И сегодня я практически убедилась в этом. Практически застала ее с поличным.
Ханне нельзя доверять не только потому, что она чертовски самоуверенная выскочка и пару раз подкатывала клешни к Рону, но еще и потому, что она ровно раз в три дня выбегает куда-то по ночам, пока все остальные участники группы видят уже пятый сон. И я очень сомневаюсь, что она спешит на тайную встречу с музами.
Сегодня я попыталась незаметно проследить за ней, но «незаметно» это громко сказано. Она заметила меня еще на первом лестничном пролете, когда малышка Кэти выбежала вслед за мной с немым вопросом на лице. Девочка спросила куда я собралась посреди глубокой ночи, и ее вопрос спугнул Ханну, которая тут же возвратилась на наш этаж со словами «я очень сильно хотела в туалет и уже вернулась».
Стала бы она возвращаться обратно, если бы действительно так уж сильно хотела в туалет? Сомневаюсь. Она поняла, что облажалась и ей ничего не оставалось, как быстро прошмыгнуть обратно, не вызывая лишних подозрений. Вот только она не осознала, что лишь подтвердила мои худшие догадки…
День тридцать восьмой
Это же так просто — забыть прошлую жизнь.
Это же так просто — смириться с тем, что все те, кого ты знал — мертвы.
Это же так просто — свыкнуться с нескончаемой опасностью в извечной борьбе за жизнь.

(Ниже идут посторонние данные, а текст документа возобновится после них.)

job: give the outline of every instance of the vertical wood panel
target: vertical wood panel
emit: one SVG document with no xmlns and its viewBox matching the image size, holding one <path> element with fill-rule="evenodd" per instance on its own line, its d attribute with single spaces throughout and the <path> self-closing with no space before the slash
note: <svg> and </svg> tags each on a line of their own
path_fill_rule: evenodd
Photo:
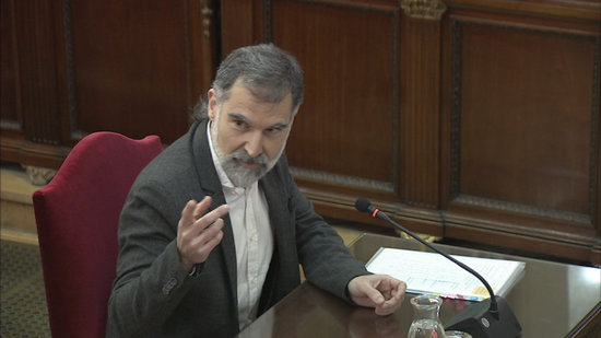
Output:
<svg viewBox="0 0 601 338">
<path fill-rule="evenodd" d="M 584 214 L 590 223 L 599 38 L 474 24 L 458 32 L 457 194 Z"/>
<path fill-rule="evenodd" d="M 440 24 L 403 16 L 401 57 L 401 180 L 403 201 L 439 205 Z"/>
<path fill-rule="evenodd" d="M 186 131 L 198 93 L 187 79 L 185 1 L 73 1 L 71 25 L 78 129 L 156 130 L 166 142 Z"/>
<path fill-rule="evenodd" d="M 16 53 L 16 23 L 14 0 L 0 2 L 1 92 L 0 116 L 3 129 L 21 130 L 21 98 L 19 96 L 19 57 Z"/>
<path fill-rule="evenodd" d="M 273 42 L 305 70 L 305 103 L 287 145 L 291 164 L 392 184 L 394 13 L 275 1 L 272 15 Z"/>
<path fill-rule="evenodd" d="M 48 1 L 15 1 L 20 100 L 25 137 L 59 144 L 60 110 L 55 46 L 55 11 Z M 22 24 L 27 23 L 27 24 Z"/>
</svg>

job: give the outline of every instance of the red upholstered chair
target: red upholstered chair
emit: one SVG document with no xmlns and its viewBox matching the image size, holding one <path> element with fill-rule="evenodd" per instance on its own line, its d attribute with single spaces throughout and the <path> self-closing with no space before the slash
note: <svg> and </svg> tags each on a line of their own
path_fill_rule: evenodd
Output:
<svg viewBox="0 0 601 338">
<path fill-rule="evenodd" d="M 105 337 L 119 214 L 133 180 L 162 150 L 157 136 L 95 132 L 34 193 L 52 337 Z"/>
</svg>

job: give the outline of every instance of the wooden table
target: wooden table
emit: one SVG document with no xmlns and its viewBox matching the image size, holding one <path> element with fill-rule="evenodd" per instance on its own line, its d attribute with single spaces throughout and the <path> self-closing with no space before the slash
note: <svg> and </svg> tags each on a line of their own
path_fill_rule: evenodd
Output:
<svg viewBox="0 0 601 338">
<path fill-rule="evenodd" d="M 367 263 L 379 247 L 429 252 L 416 241 L 364 234 L 351 246 Z M 437 245 L 452 255 L 526 261 L 523 278 L 505 298 L 522 326 L 525 338 L 600 337 L 601 269 Z M 449 261 L 449 264 L 451 264 Z M 347 305 L 308 282 L 257 318 L 239 337 L 406 337 L 413 313 L 408 294 L 393 315 L 380 317 L 373 310 Z M 445 299 L 440 320 L 446 323 L 470 305 Z"/>
</svg>

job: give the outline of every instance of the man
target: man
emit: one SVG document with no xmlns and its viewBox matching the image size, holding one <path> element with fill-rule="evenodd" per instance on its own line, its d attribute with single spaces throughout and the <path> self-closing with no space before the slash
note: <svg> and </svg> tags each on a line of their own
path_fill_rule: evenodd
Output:
<svg viewBox="0 0 601 338">
<path fill-rule="evenodd" d="M 107 337 L 235 336 L 299 284 L 299 264 L 349 303 L 400 306 L 404 282 L 369 275 L 290 175 L 303 93 L 297 61 L 273 45 L 222 62 L 197 121 L 128 196 Z"/>
</svg>

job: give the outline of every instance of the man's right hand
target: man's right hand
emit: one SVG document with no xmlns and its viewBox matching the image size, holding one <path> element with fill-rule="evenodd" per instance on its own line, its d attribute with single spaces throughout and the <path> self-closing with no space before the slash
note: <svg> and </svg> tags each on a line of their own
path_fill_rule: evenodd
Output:
<svg viewBox="0 0 601 338">
<path fill-rule="evenodd" d="M 190 271 L 195 264 L 205 261 L 223 238 L 224 221 L 221 218 L 229 212 L 229 206 L 222 205 L 207 212 L 211 202 L 212 198 L 207 196 L 200 202 L 188 201 L 181 210 L 177 224 L 177 249 L 186 271 Z"/>
</svg>

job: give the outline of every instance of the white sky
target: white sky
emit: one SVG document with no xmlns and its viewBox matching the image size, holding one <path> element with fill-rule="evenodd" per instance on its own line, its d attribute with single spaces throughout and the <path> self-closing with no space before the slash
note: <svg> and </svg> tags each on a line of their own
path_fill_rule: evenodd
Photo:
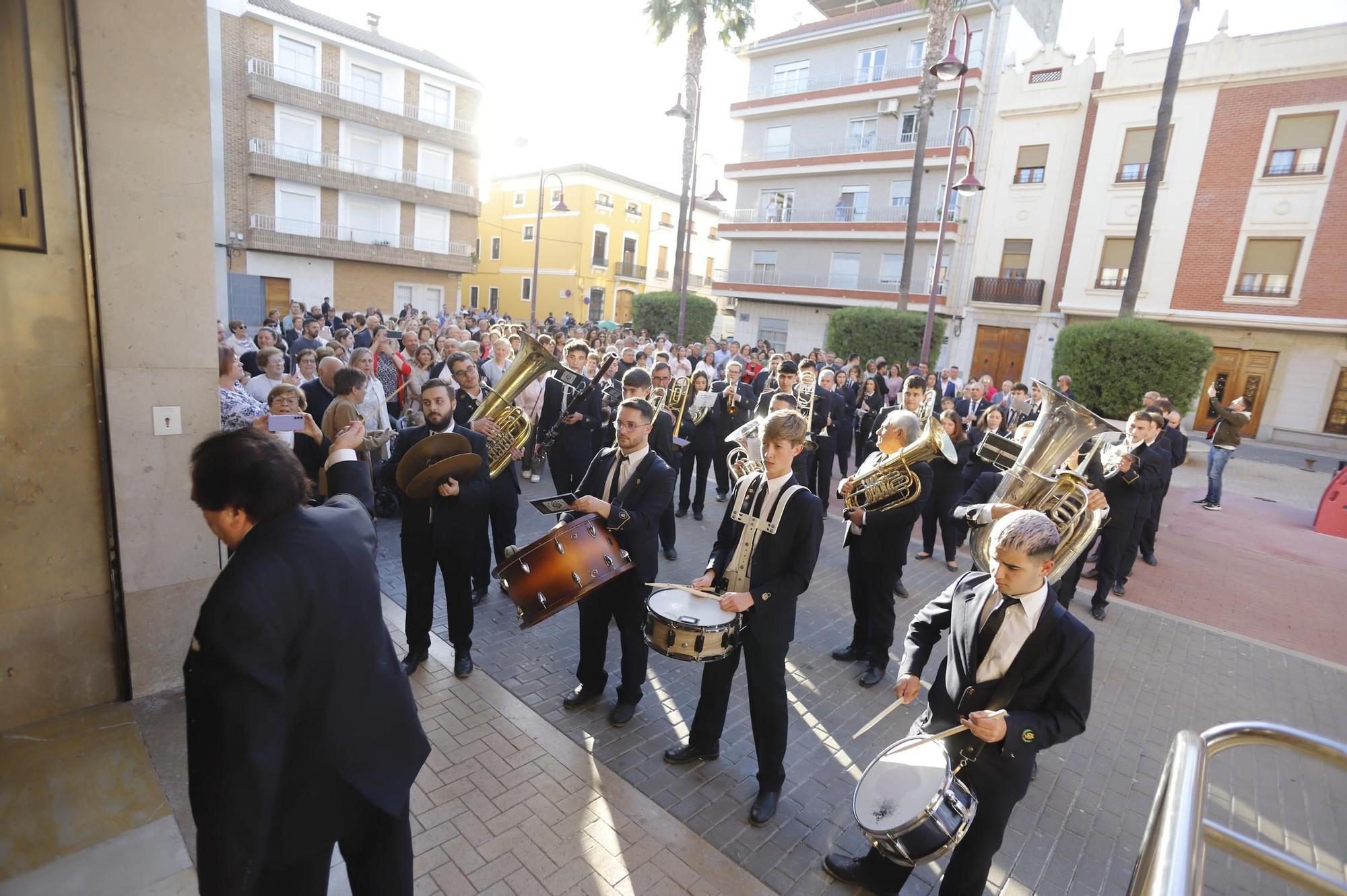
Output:
<svg viewBox="0 0 1347 896">
<path fill-rule="evenodd" d="M 664 116 L 680 90 L 686 34 L 656 46 L 643 0 L 298 0 L 354 24 L 366 12 L 381 17 L 381 34 L 440 54 L 471 71 L 486 89 L 478 132 L 481 182 L 493 175 L 536 171 L 578 161 L 602 165 L 678 192 L 682 168 L 680 118 Z M 1125 50 L 1168 47 L 1176 0 L 1064 0 L 1057 42 L 1083 57 L 1091 38 L 1100 67 L 1118 30 Z M 1289 31 L 1347 19 L 1347 0 L 1204 0 L 1193 15 L 1189 43 L 1210 39 L 1224 12 L 1230 34 Z M 749 39 L 816 22 L 806 0 L 758 0 Z M 709 35 L 702 82 L 700 195 L 721 165 L 738 159 L 738 121 L 729 104 L 748 86 L 746 63 Z M 1034 43 L 1012 47 L 1018 58 Z M 528 145 L 517 145 L 520 139 Z M 706 184 L 703 190 L 702 186 Z M 734 184 L 721 182 L 734 206 Z"/>
</svg>

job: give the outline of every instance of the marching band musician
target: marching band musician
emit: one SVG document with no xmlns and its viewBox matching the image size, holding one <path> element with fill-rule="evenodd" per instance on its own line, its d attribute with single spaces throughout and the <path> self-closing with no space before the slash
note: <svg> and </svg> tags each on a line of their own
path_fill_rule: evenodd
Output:
<svg viewBox="0 0 1347 896">
<path fill-rule="evenodd" d="M 952 763 L 960 755 L 968 760 L 959 778 L 978 798 L 977 815 L 950 854 L 942 896 L 982 893 L 1010 813 L 1029 790 L 1036 753 L 1086 729 L 1094 634 L 1051 597 L 1056 549 L 1057 527 L 1044 514 L 1004 517 L 991 533 L 991 572 L 964 573 L 908 627 L 893 693 L 912 702 L 931 650 L 946 640 L 947 657 L 912 735 L 967 725 L 940 743 Z M 1009 714 L 987 718 L 989 706 Z M 877 849 L 859 858 L 831 853 L 823 868 L 876 893 L 897 893 L 913 870 Z"/>
<path fill-rule="evenodd" d="M 784 366 L 784 365 L 783 365 Z M 740 362 L 725 362 L 725 379 L 711 383 L 719 398 L 711 410 L 715 426 L 715 499 L 725 500 L 730 492 L 730 464 L 726 461 L 733 444 L 725 437 L 742 426 L 753 416 L 753 389 L 740 382 Z"/>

Но никто из нас не в силах это сделать. В глубине души каждый надеется, что какой-то безумный ученый в темном бункере в сотнях миль под землей прямо сейчас изобретает ценное противоядие от ада, который разворачивается на земле. Ведь, в конце концов, кто-то из нас вымрет. А кто это будет музы или человек — зависит лишь от нас самих.
Мне по-прежнему чертовски сложно просто сомкнуть веки после изможденного дня, стараясь стереть из памяти те страшные моменты, в которые я едва ли не простилась с жизнью. Моменты, в которые я молилась, чтобы при очередной схватке со смертью проиграла я, а не мои близкие. Ведь самое страшное, когда ты видишь смерть того, без кого не сможешь прожить и дня. Без кого жизнь теряет всякий смысл, и самоубийство кажется лишь самым простым выходом из этого бесконечного лабиринта страха.
До эпидемии мы многое не ценили и воспринимали все как должное, даже самые примитивные вещи. Будь то стирка одежды или мытье целой горы посуды. В конце концов, до эпидемии мы даже не знали, каково это стирать вручную без стиральной машины, а кто-то и вовсе не знает, что такое мыть посуду, когда под рукой есть посудомоечная машина.
Мы забыли, что такое теплый душ после тяжелого рабочего дня, чистая одежда с легкими нотками кондиционера для белья, шампунь для волос, аппетитный запах горячей еды и приятный хруст свежего постельного белья. Мы продолжаем есть консервы всех видов, собранные на просторах местных супермаркетов или небольших магазинчиков, а иногда, во времена великого отчаяния Сэм ловит белок и птиц, с аппетитной корочкой зажаривая их на костре.
Никогда бы не подумала, что с таким аппетитом буду уплетать крылья птиц или зажарившийся беличий хвост. Звучит ужасно, правда, но если не думать о том, кого ты ешь, то выходит очень даже неплохо. Во всяком случае лучше, чем ничего.
Когда у нас еще была вода, мы с Грейс утопали в бесконечной стирке, чтобы хоть немного сохранить тот комфорт, при котором ты все еще ощущаешь себя человеком. Мы застирывали одежду дешевым мылом, которое изо дня в день все больше разъедало кожу на ладонях. С каждым днем я сталкивалась с невероятной сухостью рук из-за которой кожа покрывалась чешуйками, а местами и трескалась.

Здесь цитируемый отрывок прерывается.